O deputado federal e ex-ministro da Fazenda Antonio Palocci (PT-SP) minimizou a decisão do Supremo Tribunal Federal (SFT) de adiar o julgamento que definirá se ele será ou não processado por mandar quebrar o sigilo bancário do ex-caseiro Francenildo Costa. Não tem problema, uma hora vão decidir, disse.

Agência Estado |

O ex-ministro também adotou tom cauteloso sobre sua pré-candidatura do governo de São Paulo. "Hoje, sou candidato a deputado federal, porque gosto do meu mandato", afirmou. Mesmo assim, fez questão de destacar que a escolha do candidato só será feita em fevereiro ou maio do ano que vem.

Palocci participa hoje do programa de caravanas do PT que discute as ações do partido no Estado. O evento está sendo realizado em Ribeirão Preto (SP), cidade onde Palocci nasceu, tem base política e que administrou duas vezes. Ele foi ovacionado e aplaudido em pé pelos cerca de 350 militantes que estão no plenário da Câmara Municipal.

A ex-prefeita de São Paulo e ex-ministra do Turismo, Marta Suplicy, afirmou no evento que Palocci é o nome de consenso do PT à sucessão do governador José Serra (PSDB). "Se ele aceitar ser candidato, não haverá disputa no PT, pois o Palocci é um consenso absoluto", disse Marta.

Palocci respondeu, no entanto, que Marta é que tem tudo para ser uma excelente candidata.

Já o ex-presidente da Câmara deputado Arlindo Chinaglia (PT-SP) defendeu um descolamento entre a questão do ex-ministro no STF e a sucessão paulista. "O PT e o Palocci não podem ficar parados, e o nome do Palocci está aí independente da decisão do Supremo", afirmou.

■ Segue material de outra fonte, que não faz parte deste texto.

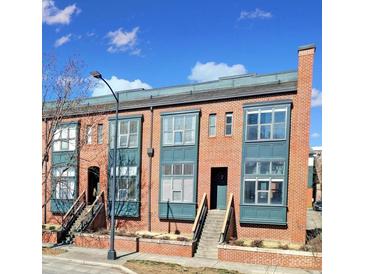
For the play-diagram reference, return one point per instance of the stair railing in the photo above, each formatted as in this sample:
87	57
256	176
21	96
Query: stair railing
200	217
227	219
74	211
91	213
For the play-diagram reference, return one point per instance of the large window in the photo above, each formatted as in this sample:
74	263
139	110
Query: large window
266	124
65	139
228	124
263	191
212	125
64	182
177	182
89	135
127	134
126	183
100	134
262	167
178	130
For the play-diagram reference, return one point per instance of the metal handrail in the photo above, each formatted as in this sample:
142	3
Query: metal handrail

Em discurso, Palocci defendeu que o projeto do PT para o governo paulista seja uma continuidade do governo federal e citou a Educação como a principal área de atuação do partido caso vença as eleições de 2010 em São Paulo. A citação do tema ocorre justamente no momento em que Serra enfrenta uma greve de professores e um dia após o governador ser vaiado, em Presidente Prudente (SP), por um grupo deles.

Se evitou falar em sucessão estadual, quando comentou o cenário político para a sucessão federal, Palocci defendeu abertamente o nome da ministra da Casa Civil, Dilma Rousseff como o nome do PT. "Defendo o nome da Dilma porque ela é a companheira que mais intensamente participou da construção desse governo e se vai haver um terceiro mandato para o presidente Lula será com a Dilma", concluiu Palocci.